The riskiest mobile app categories in February were communication, social media, according to the “Marble Security Mobile App Threat Report March 2014.”
Based on an analysis of more than 200,000 Android apps in 34 categories, Marble Security found that the least risky apps were games, app widgets and wallpaper. Experts measured threats according to privacy, data leakage, account takeover, device takeover and malware.
The scores were weighted based on the permissions that an app requests as well as the APIs it can call and the code execution. The study also analyzed whether sensitive data was actually sent from a device. If an app scored two standard deviations above the mean, then it was deemed risky. Categories of apps were ranked by the percentage of risky apps they included.
The company pointed out that communication apps are more risky than previously thought because they can put corporate database at risk if used by employees on devices that have not been analyzed. The apps mine contact databases, which can be particularly dangerous if the databases get information and updates from the corporate Active Directory. In that case, the apps can mine data and send it out to third parties via the internet. The same holds true for information on phone call logs and SMS.
Marble Security Founder and CTO Dave Jevans told SCMagazine.com in an email correspondence that WiFi networks pose a major threat.
“People connect to up to 10 networks per month, and those networks do not have security controls that companies can audit,” Jevans said.
Given the steady stream of reports concerning leaky game apps, the most surprising statistic of the report is that the games category was ranked the least risky.
“This was a surprise to us too.
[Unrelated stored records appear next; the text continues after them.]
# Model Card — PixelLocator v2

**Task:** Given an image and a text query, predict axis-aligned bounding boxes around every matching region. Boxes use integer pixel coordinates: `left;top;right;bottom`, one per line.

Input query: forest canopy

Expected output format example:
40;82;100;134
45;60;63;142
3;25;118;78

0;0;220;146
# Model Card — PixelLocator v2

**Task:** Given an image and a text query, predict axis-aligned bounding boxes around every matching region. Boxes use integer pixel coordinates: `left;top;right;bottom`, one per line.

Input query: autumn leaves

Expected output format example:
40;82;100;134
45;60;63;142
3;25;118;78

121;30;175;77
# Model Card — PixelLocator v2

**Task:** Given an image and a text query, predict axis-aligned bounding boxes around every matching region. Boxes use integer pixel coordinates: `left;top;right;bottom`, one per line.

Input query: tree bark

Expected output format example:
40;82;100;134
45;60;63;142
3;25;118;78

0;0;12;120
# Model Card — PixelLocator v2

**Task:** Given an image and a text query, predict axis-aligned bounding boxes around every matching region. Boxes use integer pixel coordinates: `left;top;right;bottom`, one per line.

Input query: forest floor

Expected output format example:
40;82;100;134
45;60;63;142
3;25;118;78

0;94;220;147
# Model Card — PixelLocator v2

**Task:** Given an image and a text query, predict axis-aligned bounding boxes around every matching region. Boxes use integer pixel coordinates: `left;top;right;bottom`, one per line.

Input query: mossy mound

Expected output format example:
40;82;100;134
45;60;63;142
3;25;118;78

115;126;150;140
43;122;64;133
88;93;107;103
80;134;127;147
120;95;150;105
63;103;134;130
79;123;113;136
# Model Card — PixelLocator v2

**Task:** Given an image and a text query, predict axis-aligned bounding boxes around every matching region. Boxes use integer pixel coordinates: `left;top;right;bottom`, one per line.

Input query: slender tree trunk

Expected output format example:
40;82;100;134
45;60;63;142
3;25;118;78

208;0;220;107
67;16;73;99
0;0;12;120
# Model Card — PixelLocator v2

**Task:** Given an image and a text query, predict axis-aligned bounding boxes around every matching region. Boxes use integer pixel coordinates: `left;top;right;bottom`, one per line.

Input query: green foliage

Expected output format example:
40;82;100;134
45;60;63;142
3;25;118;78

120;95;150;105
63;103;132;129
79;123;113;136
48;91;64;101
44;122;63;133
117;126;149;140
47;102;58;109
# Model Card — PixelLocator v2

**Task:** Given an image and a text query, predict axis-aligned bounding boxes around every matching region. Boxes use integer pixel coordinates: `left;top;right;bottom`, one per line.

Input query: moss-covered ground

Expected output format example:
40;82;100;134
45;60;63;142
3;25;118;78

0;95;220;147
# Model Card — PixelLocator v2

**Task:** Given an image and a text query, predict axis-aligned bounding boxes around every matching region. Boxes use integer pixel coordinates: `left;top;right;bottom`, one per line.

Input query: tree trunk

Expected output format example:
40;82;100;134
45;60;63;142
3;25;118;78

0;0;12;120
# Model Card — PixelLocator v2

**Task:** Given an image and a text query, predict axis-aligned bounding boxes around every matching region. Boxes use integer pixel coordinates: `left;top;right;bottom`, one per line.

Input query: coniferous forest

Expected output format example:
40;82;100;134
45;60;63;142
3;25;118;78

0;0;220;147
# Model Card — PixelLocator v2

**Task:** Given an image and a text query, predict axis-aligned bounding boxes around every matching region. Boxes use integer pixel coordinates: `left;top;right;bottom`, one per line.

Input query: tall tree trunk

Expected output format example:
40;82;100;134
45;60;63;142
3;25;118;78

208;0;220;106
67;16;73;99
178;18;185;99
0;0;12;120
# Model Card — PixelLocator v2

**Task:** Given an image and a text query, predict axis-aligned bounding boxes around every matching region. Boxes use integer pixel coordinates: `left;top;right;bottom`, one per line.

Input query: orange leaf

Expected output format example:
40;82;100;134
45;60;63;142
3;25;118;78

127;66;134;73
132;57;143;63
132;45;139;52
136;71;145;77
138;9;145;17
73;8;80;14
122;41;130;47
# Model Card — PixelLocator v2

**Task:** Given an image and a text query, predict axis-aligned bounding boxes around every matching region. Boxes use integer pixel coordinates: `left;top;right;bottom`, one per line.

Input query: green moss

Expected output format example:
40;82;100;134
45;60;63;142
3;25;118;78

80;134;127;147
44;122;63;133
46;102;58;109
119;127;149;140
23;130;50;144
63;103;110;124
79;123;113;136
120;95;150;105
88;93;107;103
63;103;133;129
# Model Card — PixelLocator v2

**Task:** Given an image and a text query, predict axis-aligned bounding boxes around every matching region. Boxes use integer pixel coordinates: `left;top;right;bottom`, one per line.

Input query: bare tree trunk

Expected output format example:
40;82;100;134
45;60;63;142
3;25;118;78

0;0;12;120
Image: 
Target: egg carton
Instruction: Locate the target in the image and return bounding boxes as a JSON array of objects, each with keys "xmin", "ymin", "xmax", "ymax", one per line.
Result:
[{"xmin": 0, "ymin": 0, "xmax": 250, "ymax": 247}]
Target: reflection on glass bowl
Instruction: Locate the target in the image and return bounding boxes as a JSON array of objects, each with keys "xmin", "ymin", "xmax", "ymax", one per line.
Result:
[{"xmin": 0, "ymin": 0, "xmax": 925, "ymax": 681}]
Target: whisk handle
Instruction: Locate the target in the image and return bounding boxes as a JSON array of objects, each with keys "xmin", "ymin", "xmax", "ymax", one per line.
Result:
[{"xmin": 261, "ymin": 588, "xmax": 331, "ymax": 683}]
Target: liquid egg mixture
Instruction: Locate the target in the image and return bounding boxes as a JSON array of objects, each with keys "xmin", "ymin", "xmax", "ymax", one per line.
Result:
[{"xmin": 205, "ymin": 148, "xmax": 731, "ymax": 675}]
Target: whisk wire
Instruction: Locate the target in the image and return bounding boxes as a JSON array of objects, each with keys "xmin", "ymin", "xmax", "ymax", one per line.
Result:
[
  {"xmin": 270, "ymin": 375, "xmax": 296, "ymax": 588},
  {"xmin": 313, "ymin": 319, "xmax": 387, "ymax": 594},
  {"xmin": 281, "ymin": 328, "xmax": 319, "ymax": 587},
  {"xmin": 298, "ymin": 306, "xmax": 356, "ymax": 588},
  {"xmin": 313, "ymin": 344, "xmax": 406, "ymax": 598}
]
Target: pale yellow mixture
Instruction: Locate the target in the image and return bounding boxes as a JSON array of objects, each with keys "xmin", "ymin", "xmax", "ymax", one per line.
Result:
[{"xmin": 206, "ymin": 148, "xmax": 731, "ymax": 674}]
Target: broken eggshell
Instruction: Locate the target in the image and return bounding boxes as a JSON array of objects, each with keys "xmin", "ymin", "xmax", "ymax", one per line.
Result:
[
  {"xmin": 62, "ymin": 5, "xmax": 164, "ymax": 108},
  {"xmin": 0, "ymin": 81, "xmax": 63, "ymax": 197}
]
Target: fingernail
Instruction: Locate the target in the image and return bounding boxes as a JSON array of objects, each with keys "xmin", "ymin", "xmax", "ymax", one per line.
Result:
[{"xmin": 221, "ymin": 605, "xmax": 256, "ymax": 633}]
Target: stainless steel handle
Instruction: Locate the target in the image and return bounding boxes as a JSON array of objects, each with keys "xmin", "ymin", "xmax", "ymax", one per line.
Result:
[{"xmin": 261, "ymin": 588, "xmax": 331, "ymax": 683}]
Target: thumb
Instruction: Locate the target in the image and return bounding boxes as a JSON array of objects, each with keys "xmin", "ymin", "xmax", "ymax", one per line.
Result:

The reality is that most games are focused on getting the user to click on ads or buy virtual goods or pay for the app,” said Jevans. “Games are also very difficult to develop, so we do not see many malicious apps that pretend to be a game. It’s much easier to create a simple app that steals data from your phone and pretends to be a video app or banking helper app.”
Jevans said that app developers need to be ever vigilant in boosting security. They should “focus on authentication, encryption and key management,” he explained. He advocates for the encryption of all app data.
“Network encryption needs to use mutual authentication with true certificate chain validation,” he said. “And developers need to think about key management, key storage and authentication to those keys.”
To better protect themselves and their companies against risky apps, Jevans recommended that users only download apps from the major app stores, not enter usernames or passwords into websites sent over email or text message, and “just like on your home and work computer, get a mobile security product that can detect and prevent attacks against your data, personal data and history.”